0

I have the following ANTLR (version 3) grammar:

grammar GRM;


options
{
    language = C;
    output = AST;
}


create_statement : CREATE_KEYWORD SPACE_KEYWORD FILE_KEYWORD SPACE_KEYWORD value -> ^(value);

value : NUMBER | STRING;


CREATE_KEYWORD : 'CREATE';

FILE_KEYWORD : 'FILE';

SPACE_KEYWORD : ' ';


NUMBER : DIGIT+;

STRING : (LETTER | DIGIT)+;


fragment DIGIT : '0'..'9';

fragment LETTER : 'a'..'z' | 'A'..'Z';

With this grammar, I am able to successfully parse strings like CREATE FILE dump or CREATE FILE output. However, when I try to parse a string like CREATE FILE file it doesn't work. ANTLR matches the text file (in the string) with lexer rule FILE_KEYWORD which is not the match that I was expecting. I was expecting it to match with lexer rule STRING.

How can I force ANTLR to do this?

  • 1
    Did you post your actual grammar? Only `FILE` would become a `FILE_KEYWORD` and `file` will become a `STRING`. – Bart Kiers Apr 26 '21 at 19:19
  • @BartKiers: thanks! I have updated the grammar posted above. It compiles perfectly and when I run the C program that uses it, it gives the following (funny!) error (when string `CREATE FILE file` is parsed): `GRM(1) : error 4 : Unexpected token, at offset 11 near [Index: 4 (Start: -2023230244-Stop: -2023230241) ='file', type<81> Line: 1 LinePos:11] : unexpected input... expected one of : Actually dude, we didn't seem to be expecting anything here, or at least I could not work out what I was expecting, like so many of us these days!`. –  Apr 27 '21 at 07:43
  • 1
    Given it compiles, means that the ANTLR tool worked. The error comes from the C runtime of ANTLR: can't help you there. – Bart Kiers Apr 27 '21 at 13:44
  • Thanks @BartKiers - is it working with other targets like, e.g., Java? –  Apr 28 '21 at 07:20
  • 1
    yes, Java works fine. – Bart Kiers Apr 28 '21 at 19:20

1 Answers1

0

Your problem is a variant on classic contextual keyword vs identifier issue, it seems.
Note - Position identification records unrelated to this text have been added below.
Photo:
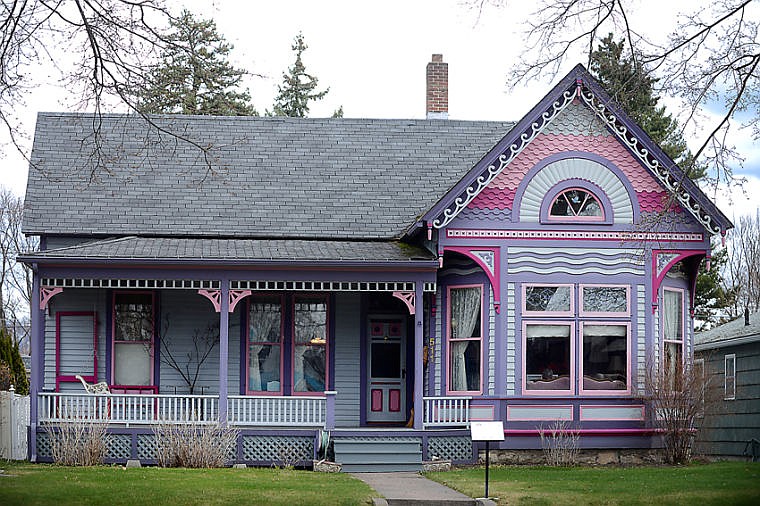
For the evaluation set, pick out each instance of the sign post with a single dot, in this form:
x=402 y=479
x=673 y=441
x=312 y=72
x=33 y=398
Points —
x=487 y=432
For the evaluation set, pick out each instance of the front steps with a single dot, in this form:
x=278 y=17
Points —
x=378 y=455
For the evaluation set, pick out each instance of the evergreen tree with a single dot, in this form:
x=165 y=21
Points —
x=629 y=83
x=298 y=87
x=10 y=356
x=194 y=75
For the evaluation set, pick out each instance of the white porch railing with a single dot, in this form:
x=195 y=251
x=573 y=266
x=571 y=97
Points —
x=284 y=411
x=142 y=409
x=446 y=412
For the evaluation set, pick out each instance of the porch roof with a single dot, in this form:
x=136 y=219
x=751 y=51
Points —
x=163 y=250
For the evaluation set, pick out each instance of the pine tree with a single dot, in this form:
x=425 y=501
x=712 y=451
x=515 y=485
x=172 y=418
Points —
x=629 y=83
x=194 y=75
x=298 y=87
x=10 y=356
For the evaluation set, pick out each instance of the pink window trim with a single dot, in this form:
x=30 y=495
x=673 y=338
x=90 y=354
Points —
x=152 y=339
x=448 y=339
x=640 y=407
x=63 y=378
x=548 y=314
x=326 y=300
x=594 y=314
x=280 y=343
x=524 y=340
x=682 y=341
x=574 y=219
x=592 y=393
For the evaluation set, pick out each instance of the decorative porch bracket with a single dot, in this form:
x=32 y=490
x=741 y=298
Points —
x=47 y=293
x=663 y=261
x=408 y=298
x=215 y=296
x=489 y=259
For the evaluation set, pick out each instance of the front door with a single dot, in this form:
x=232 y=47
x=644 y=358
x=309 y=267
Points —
x=386 y=356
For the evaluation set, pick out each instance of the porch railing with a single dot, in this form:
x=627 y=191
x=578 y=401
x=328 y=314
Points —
x=446 y=412
x=267 y=410
x=142 y=409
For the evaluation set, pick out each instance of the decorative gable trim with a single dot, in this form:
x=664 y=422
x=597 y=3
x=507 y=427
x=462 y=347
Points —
x=579 y=84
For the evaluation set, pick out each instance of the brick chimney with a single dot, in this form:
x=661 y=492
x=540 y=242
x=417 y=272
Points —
x=437 y=88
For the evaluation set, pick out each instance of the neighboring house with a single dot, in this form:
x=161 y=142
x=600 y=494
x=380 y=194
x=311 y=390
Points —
x=384 y=280
x=730 y=355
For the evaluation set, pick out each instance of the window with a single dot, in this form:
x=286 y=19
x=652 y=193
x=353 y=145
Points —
x=548 y=352
x=600 y=328
x=576 y=204
x=133 y=315
x=265 y=344
x=730 y=380
x=465 y=338
x=672 y=322
x=309 y=344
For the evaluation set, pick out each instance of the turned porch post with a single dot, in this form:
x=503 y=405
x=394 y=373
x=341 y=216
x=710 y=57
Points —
x=419 y=405
x=224 y=319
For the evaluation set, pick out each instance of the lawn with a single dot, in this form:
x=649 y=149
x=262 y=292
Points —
x=31 y=484
x=720 y=483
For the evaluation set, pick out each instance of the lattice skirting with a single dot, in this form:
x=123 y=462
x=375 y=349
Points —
x=454 y=448
x=282 y=450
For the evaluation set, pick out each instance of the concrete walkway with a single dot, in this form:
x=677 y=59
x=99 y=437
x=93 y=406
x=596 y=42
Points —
x=407 y=489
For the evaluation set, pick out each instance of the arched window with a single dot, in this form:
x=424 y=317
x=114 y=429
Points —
x=576 y=204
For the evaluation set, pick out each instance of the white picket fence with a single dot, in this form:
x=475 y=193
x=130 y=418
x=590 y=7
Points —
x=14 y=425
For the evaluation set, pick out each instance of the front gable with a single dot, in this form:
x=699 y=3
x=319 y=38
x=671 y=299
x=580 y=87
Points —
x=576 y=137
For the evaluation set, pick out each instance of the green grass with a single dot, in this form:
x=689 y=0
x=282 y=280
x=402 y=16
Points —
x=40 y=484
x=725 y=483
Either "value" should be a lexer rule, not a parser rule, it's too late otherwise, or you should reorder the rules (or both).

Hence using VALUE = NUMBER | STRING (lexer rule) instead of lower case value (grammar rule) will help. The order of the lexer rules are also important, usually definition of ID ("VALUE" in your code) comes after keyword definitions.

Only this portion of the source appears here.